Any kind words for Pinochet?

At the end his defenses collapsed at every level. It had been popular among his supporters to say that he was untouched by greed. But a federal investigation into "money laundering and foreign corruption" disclosed that he had manipulated the banking system in order to cultivate a private fortune in the Riggs Bank in Washington. The myth of an elder statesman who lived austerely on the income of a retired general came crashing to earth, and with it the entire defense structure of Augusto Pinochet. The talk now in Chile has to do with whether his former subordinates can be successfully brought down. As for the general, there is nothing left to say. Is it always so? I wondered.

In 1968, in the company of a British historian, I tried to inquire into the personal lives of the three "colonels" who had brought down the Greek government. Their rule was not protracted, and Greece quickly returned to its madcap democratic ways.

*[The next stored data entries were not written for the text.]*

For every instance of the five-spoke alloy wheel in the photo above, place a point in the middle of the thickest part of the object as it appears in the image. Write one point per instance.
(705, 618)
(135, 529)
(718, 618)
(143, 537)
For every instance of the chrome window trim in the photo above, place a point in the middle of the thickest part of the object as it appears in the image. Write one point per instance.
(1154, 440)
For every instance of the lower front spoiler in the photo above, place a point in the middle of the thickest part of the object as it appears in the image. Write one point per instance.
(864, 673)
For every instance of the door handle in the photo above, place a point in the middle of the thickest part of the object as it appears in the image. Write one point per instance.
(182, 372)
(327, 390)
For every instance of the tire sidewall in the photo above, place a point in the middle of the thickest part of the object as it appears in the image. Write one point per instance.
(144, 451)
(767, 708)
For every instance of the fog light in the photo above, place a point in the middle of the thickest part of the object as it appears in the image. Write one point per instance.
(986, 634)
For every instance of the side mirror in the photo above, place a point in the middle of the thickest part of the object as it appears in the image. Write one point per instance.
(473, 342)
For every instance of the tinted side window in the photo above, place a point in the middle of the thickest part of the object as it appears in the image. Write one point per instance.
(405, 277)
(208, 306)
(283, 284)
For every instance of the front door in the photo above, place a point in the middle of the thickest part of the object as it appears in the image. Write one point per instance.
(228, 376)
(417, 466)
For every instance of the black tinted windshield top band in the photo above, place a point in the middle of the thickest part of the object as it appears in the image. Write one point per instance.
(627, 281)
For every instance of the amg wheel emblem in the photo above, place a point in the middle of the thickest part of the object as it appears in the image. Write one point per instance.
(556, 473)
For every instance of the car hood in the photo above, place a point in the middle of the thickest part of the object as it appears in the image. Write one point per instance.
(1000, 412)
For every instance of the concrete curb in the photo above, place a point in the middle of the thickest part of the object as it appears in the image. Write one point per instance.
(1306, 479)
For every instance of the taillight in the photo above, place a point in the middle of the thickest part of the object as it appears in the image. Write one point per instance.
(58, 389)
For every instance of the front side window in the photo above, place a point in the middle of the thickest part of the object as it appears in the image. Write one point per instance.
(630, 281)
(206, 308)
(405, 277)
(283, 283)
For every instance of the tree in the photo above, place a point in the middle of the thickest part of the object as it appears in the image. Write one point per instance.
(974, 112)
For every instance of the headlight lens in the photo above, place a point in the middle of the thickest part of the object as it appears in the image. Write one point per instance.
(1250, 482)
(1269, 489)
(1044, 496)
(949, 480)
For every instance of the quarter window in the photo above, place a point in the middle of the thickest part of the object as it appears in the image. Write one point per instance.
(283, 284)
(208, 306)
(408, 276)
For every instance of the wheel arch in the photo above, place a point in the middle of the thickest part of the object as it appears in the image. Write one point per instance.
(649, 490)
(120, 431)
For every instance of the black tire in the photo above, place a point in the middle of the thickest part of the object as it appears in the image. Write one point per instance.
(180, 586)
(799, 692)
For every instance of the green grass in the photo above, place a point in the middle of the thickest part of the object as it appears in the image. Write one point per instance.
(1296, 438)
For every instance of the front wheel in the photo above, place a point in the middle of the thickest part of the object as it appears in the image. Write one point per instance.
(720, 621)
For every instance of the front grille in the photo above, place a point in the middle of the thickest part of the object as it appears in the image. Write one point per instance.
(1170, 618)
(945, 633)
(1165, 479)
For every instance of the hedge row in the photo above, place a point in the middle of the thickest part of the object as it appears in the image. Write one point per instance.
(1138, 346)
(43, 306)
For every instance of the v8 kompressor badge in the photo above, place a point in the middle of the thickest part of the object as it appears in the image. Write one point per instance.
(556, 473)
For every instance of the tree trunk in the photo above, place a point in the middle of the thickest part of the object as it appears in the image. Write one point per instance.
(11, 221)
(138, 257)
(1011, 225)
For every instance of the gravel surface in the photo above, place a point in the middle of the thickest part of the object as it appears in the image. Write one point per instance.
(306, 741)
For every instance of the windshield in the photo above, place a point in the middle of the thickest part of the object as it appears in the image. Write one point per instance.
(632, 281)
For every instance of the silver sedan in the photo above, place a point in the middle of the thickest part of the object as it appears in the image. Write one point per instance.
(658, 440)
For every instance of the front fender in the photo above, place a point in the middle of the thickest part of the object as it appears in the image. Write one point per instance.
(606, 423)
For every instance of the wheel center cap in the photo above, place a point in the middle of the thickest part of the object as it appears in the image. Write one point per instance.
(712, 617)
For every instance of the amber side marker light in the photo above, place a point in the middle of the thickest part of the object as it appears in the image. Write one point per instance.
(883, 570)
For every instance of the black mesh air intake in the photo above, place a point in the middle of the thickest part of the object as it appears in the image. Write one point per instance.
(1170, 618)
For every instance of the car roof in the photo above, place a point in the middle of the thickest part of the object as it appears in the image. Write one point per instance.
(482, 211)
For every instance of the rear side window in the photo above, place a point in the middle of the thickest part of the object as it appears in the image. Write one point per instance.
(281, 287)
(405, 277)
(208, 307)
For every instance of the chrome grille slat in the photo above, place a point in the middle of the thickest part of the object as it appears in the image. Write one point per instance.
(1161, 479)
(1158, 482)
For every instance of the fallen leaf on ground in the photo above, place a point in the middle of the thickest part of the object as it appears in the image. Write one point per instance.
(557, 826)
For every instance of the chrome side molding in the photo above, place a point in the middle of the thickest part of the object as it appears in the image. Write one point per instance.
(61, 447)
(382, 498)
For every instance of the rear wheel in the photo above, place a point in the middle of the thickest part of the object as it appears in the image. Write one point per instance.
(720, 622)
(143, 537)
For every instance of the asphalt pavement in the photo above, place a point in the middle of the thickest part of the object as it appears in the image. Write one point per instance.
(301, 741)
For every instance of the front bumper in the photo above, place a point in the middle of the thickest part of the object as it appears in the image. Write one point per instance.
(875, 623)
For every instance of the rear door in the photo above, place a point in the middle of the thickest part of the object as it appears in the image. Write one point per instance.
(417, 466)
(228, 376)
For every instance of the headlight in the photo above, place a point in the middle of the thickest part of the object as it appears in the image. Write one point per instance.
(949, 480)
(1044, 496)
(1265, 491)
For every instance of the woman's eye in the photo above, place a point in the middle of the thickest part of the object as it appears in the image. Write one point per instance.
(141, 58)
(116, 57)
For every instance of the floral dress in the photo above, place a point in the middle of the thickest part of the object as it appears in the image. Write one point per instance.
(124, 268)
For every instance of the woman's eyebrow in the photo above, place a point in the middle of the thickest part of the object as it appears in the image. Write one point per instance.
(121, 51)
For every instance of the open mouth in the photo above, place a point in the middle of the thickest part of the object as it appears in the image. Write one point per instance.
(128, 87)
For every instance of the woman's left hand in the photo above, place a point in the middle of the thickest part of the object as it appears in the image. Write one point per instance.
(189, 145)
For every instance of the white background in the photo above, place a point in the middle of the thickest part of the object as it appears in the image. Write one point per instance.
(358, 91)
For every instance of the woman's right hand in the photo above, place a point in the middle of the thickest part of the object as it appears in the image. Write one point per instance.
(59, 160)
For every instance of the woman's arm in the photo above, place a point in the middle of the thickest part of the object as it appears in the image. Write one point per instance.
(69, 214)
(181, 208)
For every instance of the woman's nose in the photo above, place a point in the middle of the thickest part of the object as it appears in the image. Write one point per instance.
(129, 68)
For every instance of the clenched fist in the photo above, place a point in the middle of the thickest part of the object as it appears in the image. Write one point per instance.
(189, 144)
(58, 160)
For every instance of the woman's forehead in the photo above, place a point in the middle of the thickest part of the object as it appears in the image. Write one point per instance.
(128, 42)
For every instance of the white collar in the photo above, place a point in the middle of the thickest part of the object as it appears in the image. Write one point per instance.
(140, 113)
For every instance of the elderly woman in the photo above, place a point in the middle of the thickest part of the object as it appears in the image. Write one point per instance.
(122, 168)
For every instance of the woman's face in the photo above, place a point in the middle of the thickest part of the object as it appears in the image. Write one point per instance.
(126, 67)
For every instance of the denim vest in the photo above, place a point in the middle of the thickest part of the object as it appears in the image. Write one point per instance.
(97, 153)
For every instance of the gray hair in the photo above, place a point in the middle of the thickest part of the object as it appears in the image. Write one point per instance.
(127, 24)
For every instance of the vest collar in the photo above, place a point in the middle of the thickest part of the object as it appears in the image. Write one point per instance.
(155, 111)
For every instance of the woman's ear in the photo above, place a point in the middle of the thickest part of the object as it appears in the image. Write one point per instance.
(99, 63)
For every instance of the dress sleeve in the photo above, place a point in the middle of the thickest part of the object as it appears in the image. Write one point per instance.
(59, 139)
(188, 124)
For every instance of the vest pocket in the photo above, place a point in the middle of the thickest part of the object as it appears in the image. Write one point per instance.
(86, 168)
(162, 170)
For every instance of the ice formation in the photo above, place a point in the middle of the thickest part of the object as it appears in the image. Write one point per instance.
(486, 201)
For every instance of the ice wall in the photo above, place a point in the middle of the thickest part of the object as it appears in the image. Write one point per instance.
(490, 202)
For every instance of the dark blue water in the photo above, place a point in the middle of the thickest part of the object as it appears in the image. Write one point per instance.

But as in Chile, the Greek experiment with clean revolutions foundered, and the colonels lived out most of their lives in jail.

There was the great postwar exception, and it happened in Portugal, where Antonio Salazar exercised power without ever using it for personal debauchery. When his successor, Marcello Caetano, was overthrown in 1974, Portugal had a brief revolutionary moment, but in the end stability made its way. All that Portugal lost was its empire, but it had been losing that for 400 years.

The general rule is implacable: Power begets the abuse of it.